Von Slata Roschal

Wir sind im Urlaub. Die Wohnung ist ungemütlich, die Matratzen unbequem, das Bett eng, das Sofa staubig, draußen ist es zu warm und zu windig, und das erste Essen im ersten Restaurant, das wir in der Nähe finden, ist widerlich und unverschämt teuer. Ich kann nicht einschlafen, weine, fühle mich unglücklich und möchte mich in diesem Mittelmeer am liebsten ertränken. Es gibt kein Internet, keine Verbindung zur normalen, nichtmediterranen Welt. Hier wachsen Orangen auf den Bäumen und die Luft riecht süßlich.
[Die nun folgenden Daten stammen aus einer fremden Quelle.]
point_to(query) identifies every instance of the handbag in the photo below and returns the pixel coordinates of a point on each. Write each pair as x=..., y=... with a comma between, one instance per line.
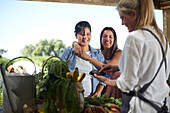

Allmählich gewöhne ich mich an die Nachbarskinder, die nachmittags im Garten Turnübungen machen und sehr nach Schweiß riechen, an die grell gekleideten, vollbusigen Frauen, an die schwarzhäutigen Verkäufer, die zwischen den Restauranttischen tanzen und mit Schlüsselanhängern und Armbändern klimpern, ich gewöhne mich an das schlechte Englisch der Kellner und meine eigene Sprachlosigkeit, Hilflosigkeit und Schwermut. Ich bin an dieser Küste in einem Vakuum verschlossen, ich kann nicht das machen, was ich sonst immer mache, jeden Tag, jede Bewegung muss gestoppt und nochmals überdacht werden, alle Gegenstände befinden sich an anderen Orten, an denen sie nichts zu suchen haben, und ich selbst bin an einem anderen Ort und es vermisst mich keiner. Wenn das Kind spät abends endlich schläft und wir uns in der verstaubten dunklen Wohnung lieben, kommen auf einmal gewohnte Gesten, Gerüche aus der alten Welt hoch, sie werden zu einem unveränderlichen Fixpunkt, auf den ich mich stützen kann, sie bedeuten Sicherheit, es gibt also etwas, was auch hier so geblieben ist, es wird zu einer symbolischen Handlung, einem magischen Ritual der Geisterbeschwörung. In den unzähligen chinesischen Läden am Strand kann man sich eine Sonnenbrille von Armani oder Gucci für glatte vier Euro kaufen. Wir kaufen dort nur Eis, immer das gleiche Eis von Nestlé, das überall auf der Welt zu kaufen ist, aber immer zu unterschiedlichem Preis, diesen Preis ist es nicht wert, es sind nur Wasser, Zucker, Saftkonzentrat und viele Stabilisatoren drin, aber wir kaufen es trotzdem immer, also hat es einen Sinn, und die Stabilisatoren auch.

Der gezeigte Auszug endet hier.